3. Die Charaktere: Das ist vielleicht der größte Fehler, den Voss begeht – keiner seiner Charaktere ist ein Sympathieträger, mit dem man sich als Leser identifizieren möchte. Selbst Tom als Protagonist ist ein selbstsüchtiger, notgeiler und feiger Mann, der nur darauf aus ist mit Silvia zu schlafen, und seinen Ruf als Coach zu wahren, indem er das Seminar nicht abbricht, obwohl Gefahr herrscht. Nein, im Gegenteil: Er schickt seine Leute sogar in die Höhle des Löwen, sucht die Konfrontation und nimmt damit billigend in Kauf, dass jemand zu Schaden kommt. Auch die anderen Figuren sind nicht mehr als Klischees. Silvia wurde als Jugendliche von ihrem Vater sexuell missbraucht und geht damit um, indem sie sich als Schlampe gebärdet. Der selbstbewusste Wolfgang ist innerlich ein seelisches Wrack, weil die Arbeit ihm keine Zeit mehr für die Familie lässt. Sascha ist der ungläubige Thomas der Gruppe und fungiert als Pausenclown. Die Liste ließe sich endlos fortsetzen. Am Schlimmsten ist Doris als medial veranlagter, nerviger Charakter, der trotz Todesangst immer der Gruppe folgt, die ebenfalls, trotz Ängsten, Tom folgt, der offensichtlich keinerlei Kontrolle über die Situation hat. Als Leser wünscht man sich, dass der vermeintliche Mörder am Ende bitte jeden Einzelnen von ihnen genüsslich ausweidet. Soviel Dummheit muss bestraft werden.

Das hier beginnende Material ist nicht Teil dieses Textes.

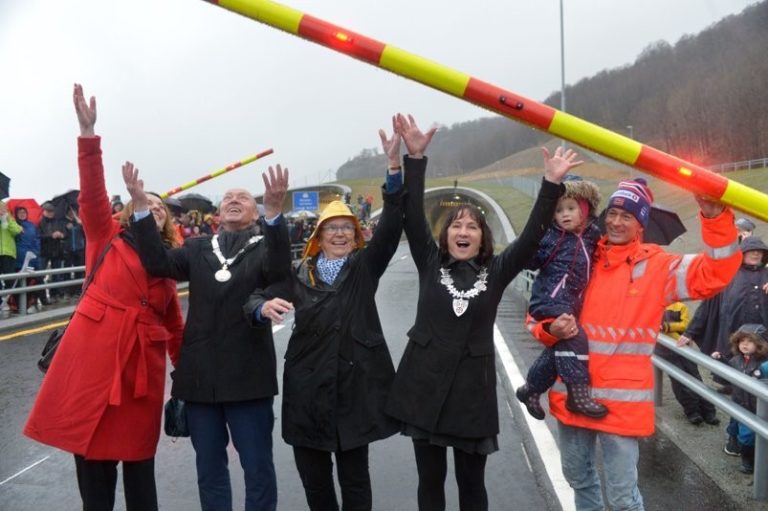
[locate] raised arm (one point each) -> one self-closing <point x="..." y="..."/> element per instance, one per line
<point x="156" y="259"/>
<point x="518" y="253"/>
<point x="389" y="229"/>
<point x="278" y="264"/>
<point x="417" y="228"/>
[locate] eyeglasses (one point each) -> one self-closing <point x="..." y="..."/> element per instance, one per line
<point x="334" y="228"/>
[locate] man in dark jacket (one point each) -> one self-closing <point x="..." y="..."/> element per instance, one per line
<point x="745" y="300"/>
<point x="52" y="234"/>
<point x="74" y="247"/>
<point x="227" y="369"/>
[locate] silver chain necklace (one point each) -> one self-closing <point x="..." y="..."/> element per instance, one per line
<point x="461" y="298"/>
<point x="224" y="274"/>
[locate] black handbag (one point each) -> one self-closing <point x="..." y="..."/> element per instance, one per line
<point x="175" y="423"/>
<point x="52" y="344"/>
<point x="49" y="350"/>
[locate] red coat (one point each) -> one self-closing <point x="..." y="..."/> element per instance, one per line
<point x="103" y="395"/>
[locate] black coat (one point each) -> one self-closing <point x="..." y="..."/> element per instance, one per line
<point x="223" y="358"/>
<point x="338" y="369"/>
<point x="718" y="317"/>
<point x="50" y="247"/>
<point x="446" y="381"/>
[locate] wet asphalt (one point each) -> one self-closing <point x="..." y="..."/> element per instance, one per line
<point x="672" y="476"/>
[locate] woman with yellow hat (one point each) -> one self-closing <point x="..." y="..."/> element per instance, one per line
<point x="444" y="392"/>
<point x="338" y="369"/>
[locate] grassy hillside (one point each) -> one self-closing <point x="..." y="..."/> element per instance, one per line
<point x="606" y="175"/>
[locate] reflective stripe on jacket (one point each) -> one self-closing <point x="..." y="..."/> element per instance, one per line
<point x="623" y="308"/>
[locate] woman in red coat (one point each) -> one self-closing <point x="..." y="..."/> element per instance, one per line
<point x="102" y="397"/>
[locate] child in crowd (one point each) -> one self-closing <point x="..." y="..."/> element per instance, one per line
<point x="749" y="345"/>
<point x="564" y="259"/>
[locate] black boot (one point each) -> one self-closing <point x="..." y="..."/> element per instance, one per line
<point x="580" y="401"/>
<point x="531" y="401"/>
<point x="747" y="459"/>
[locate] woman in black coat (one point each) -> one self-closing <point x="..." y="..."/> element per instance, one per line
<point x="444" y="392"/>
<point x="338" y="369"/>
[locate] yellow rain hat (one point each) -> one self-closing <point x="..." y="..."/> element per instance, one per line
<point x="333" y="210"/>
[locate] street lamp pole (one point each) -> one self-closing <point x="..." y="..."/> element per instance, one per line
<point x="632" y="136"/>
<point x="562" y="66"/>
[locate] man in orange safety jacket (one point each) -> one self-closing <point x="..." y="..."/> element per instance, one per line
<point x="631" y="284"/>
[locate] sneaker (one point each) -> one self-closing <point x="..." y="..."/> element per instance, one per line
<point x="580" y="401"/>
<point x="745" y="468"/>
<point x="732" y="448"/>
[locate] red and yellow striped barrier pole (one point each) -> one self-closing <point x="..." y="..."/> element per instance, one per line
<point x="671" y="169"/>
<point x="228" y="168"/>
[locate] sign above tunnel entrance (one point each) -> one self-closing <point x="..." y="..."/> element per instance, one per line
<point x="306" y="201"/>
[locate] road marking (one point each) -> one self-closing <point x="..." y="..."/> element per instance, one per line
<point x="542" y="437"/>
<point x="30" y="331"/>
<point x="17" y="474"/>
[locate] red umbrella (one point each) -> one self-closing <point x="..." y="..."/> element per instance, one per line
<point x="34" y="211"/>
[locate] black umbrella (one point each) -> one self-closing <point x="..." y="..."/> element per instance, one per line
<point x="5" y="186"/>
<point x="174" y="205"/>
<point x="664" y="226"/>
<point x="64" y="201"/>
<point x="196" y="201"/>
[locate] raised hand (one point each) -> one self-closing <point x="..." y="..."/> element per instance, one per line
<point x="86" y="112"/>
<point x="557" y="166"/>
<point x="135" y="187"/>
<point x="391" y="145"/>
<point x="710" y="208"/>
<point x="415" y="141"/>
<point x="276" y="186"/>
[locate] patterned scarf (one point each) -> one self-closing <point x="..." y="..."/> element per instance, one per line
<point x="328" y="269"/>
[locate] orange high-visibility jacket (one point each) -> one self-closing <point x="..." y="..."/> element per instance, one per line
<point x="623" y="308"/>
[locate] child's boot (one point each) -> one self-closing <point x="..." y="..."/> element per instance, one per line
<point x="747" y="459"/>
<point x="580" y="401"/>
<point x="531" y="401"/>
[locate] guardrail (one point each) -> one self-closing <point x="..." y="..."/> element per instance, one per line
<point x="21" y="289"/>
<point x="757" y="422"/>
<point x="759" y="163"/>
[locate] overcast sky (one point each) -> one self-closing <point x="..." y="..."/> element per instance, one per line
<point x="185" y="87"/>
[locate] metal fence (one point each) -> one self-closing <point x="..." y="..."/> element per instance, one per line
<point x="759" y="163"/>
<point x="20" y="288"/>
<point x="757" y="422"/>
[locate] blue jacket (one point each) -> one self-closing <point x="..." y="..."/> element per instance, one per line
<point x="27" y="241"/>
<point x="564" y="261"/>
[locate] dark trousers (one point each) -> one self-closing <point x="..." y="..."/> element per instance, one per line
<point x="568" y="358"/>
<point x="7" y="265"/>
<point x="316" y="470"/>
<point x="691" y="402"/>
<point x="250" y="423"/>
<point x="97" y="479"/>
<point x="431" y="464"/>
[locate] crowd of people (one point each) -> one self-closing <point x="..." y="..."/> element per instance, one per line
<point x="341" y="390"/>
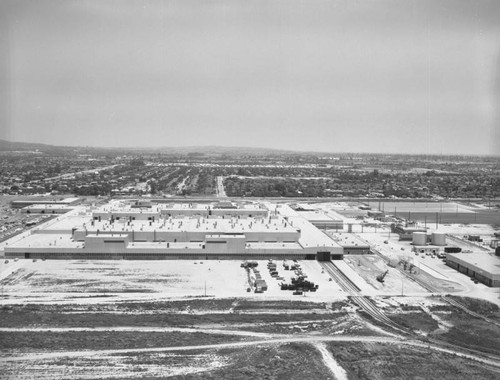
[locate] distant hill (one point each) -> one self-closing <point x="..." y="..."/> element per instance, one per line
<point x="7" y="146"/>
<point x="12" y="146"/>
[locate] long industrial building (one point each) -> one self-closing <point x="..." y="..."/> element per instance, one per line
<point x="483" y="267"/>
<point x="147" y="230"/>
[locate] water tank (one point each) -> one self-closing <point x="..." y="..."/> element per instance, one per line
<point x="419" y="238"/>
<point x="438" y="238"/>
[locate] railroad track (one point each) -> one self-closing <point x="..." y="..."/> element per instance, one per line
<point x="366" y="304"/>
<point x="432" y="289"/>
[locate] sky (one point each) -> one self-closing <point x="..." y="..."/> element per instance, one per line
<point x="377" y="76"/>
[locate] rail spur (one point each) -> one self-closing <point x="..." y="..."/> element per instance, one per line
<point x="355" y="294"/>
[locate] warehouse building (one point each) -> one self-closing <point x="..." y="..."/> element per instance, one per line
<point x="483" y="267"/>
<point x="119" y="231"/>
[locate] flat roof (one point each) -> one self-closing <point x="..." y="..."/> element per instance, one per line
<point x="210" y="226"/>
<point x="478" y="261"/>
<point x="317" y="216"/>
<point x="46" y="241"/>
<point x="346" y="239"/>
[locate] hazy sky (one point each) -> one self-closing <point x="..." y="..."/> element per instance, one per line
<point x="339" y="76"/>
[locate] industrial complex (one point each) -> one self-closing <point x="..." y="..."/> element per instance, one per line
<point x="148" y="229"/>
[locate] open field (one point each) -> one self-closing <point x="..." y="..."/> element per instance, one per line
<point x="383" y="361"/>
<point x="151" y="320"/>
<point x="118" y="280"/>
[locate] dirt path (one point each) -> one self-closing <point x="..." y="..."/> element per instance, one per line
<point x="337" y="371"/>
<point x="493" y="362"/>
<point x="144" y="329"/>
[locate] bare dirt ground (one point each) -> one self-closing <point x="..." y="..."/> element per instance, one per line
<point x="105" y="320"/>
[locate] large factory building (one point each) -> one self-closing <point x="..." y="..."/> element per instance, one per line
<point x="128" y="230"/>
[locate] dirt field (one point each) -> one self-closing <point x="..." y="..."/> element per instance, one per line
<point x="384" y="361"/>
<point x="131" y="320"/>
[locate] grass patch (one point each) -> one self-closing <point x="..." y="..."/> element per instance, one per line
<point x="374" y="361"/>
<point x="104" y="340"/>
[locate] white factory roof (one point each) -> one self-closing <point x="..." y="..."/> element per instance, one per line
<point x="228" y="225"/>
<point x="478" y="261"/>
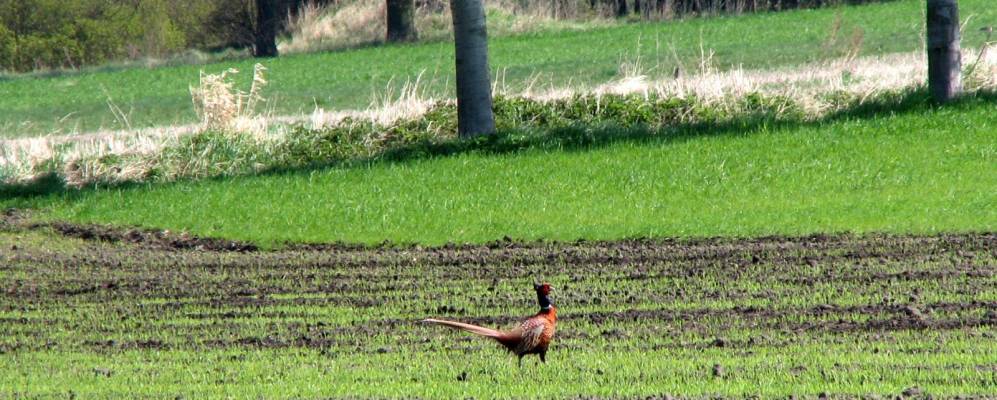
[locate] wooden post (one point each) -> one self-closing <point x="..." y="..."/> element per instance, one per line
<point x="944" y="53"/>
<point x="474" y="85"/>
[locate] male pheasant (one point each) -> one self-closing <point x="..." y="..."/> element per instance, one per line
<point x="532" y="336"/>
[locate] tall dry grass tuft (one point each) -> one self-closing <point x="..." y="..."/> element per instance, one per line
<point x="231" y="131"/>
<point x="220" y="105"/>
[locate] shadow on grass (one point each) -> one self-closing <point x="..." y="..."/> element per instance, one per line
<point x="564" y="138"/>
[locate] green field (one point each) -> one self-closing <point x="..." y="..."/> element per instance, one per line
<point x="347" y="79"/>
<point x="924" y="169"/>
<point x="845" y="316"/>
<point x="743" y="248"/>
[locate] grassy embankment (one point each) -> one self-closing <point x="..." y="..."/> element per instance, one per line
<point x="915" y="169"/>
<point x="346" y="79"/>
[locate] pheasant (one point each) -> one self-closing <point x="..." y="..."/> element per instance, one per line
<point x="532" y="336"/>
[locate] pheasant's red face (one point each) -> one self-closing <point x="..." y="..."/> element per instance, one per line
<point x="543" y="289"/>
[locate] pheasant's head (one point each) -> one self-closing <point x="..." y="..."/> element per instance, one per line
<point x="543" y="291"/>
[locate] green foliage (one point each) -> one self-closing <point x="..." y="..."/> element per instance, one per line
<point x="47" y="34"/>
<point x="345" y="79"/>
<point x="900" y="166"/>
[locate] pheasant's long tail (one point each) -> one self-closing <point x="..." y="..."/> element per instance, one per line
<point x="477" y="330"/>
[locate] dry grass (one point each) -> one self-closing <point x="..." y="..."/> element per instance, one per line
<point x="346" y="24"/>
<point x="817" y="89"/>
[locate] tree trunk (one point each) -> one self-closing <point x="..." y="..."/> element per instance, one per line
<point x="944" y="54"/>
<point x="474" y="86"/>
<point x="267" y="24"/>
<point x="401" y="21"/>
<point x="621" y="8"/>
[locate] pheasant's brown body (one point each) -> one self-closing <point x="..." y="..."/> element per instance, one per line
<point x="532" y="336"/>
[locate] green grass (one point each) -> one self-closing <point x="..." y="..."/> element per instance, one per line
<point x="346" y="79"/>
<point x="922" y="169"/>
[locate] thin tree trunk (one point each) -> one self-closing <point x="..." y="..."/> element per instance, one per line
<point x="944" y="54"/>
<point x="474" y="86"/>
<point x="267" y="24"/>
<point x="401" y="21"/>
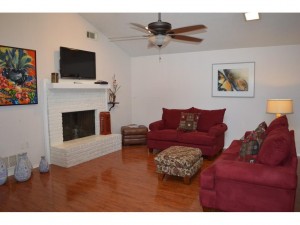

4. Das Ende: Der ohnehin erzwungen wirkende Showdown wird noch von einem schaurigen Gewitter, sinnlosem Nippes wie aufgespießten Tierköpfen und 80er-Jahre Pop in einem Wald auf einer dänischen Insel garniert. Letzterer hat sogar noch rudimentär mit der Auflösung zu tun. Dadurch, dass Voss aber auch noch halluzinogene Drogen ins Spiel bringt, nimmt er sowohl dem Protagonisten als auch dem Antagonisten jedwede Chance auf eine Konfrontation: Der Kontrollverlust ist für beide zu groß, das Ende hängt in der Luft und wird durch einen äußerst knappen und unbefriedigenden Epilog zu einem belanglosen Ende gebogen, das so schon auf den ersten Seiten absehbar war.

Fazit:
256 Seiten langweiligster, teils schwülstiger, unlogischer Thriller-Versuch mit unglaubwürdigen Figuren aus der Klischee-Kiste. Stilistisch ist Vince Voss‘ Roman im besten Fall als »unausgereift« zu bezeichnen. Die Attribute »schlecht konstruiert und mangelhaft umgesetzt« sind leider treffender. Finger weg!